Hawkish Fed Traders Are Piling Into Bets, But They’re for 2023
(Bloomberg) -- The past week has seen a surge in option bets which pay off as more Federal Reserve hikes are priced in, though all of them are targeted at rates two or three years from now.
Given the Fed’s mantra of lower rates for longer, traders don’t expect hikes this year and are unwilling to pay up for expensive options with long-dated expiries. The solution: a rush into so-called mid-curve options with short-term expiries but are priced off rates a couple of years out.
This allows traders to focus bets on 2023 and 2024, without having to hold the options for more than a few months.
Volumes in this part of the option market have surged to the highest since November in some cases as U.S. President-elect Joe Biden prepares to release proposals for a stimulus package worth trillions of dollars on Thursday, spurring wagers on additional rate hike premiums in Eurodollar futures.

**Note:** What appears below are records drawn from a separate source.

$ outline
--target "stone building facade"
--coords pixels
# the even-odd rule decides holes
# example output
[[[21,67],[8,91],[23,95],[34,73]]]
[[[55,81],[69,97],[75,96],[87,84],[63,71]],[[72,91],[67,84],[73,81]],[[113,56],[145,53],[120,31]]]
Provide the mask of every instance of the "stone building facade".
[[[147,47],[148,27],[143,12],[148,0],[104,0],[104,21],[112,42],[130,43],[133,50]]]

This has come at the expense of conventional options, where volumes have dropped to the lowest in about three months.
Eurodollar Options Activity Jumps With Bets on Higher 2024 Rates
While a huge variety of bets have been made, there has been one stand-out in what’s known as March 2021 three-year mid-curves. More than 100,000 puts were traded betting on higher rates in the March 2024 contract, even though the options themselves expire the same month this year.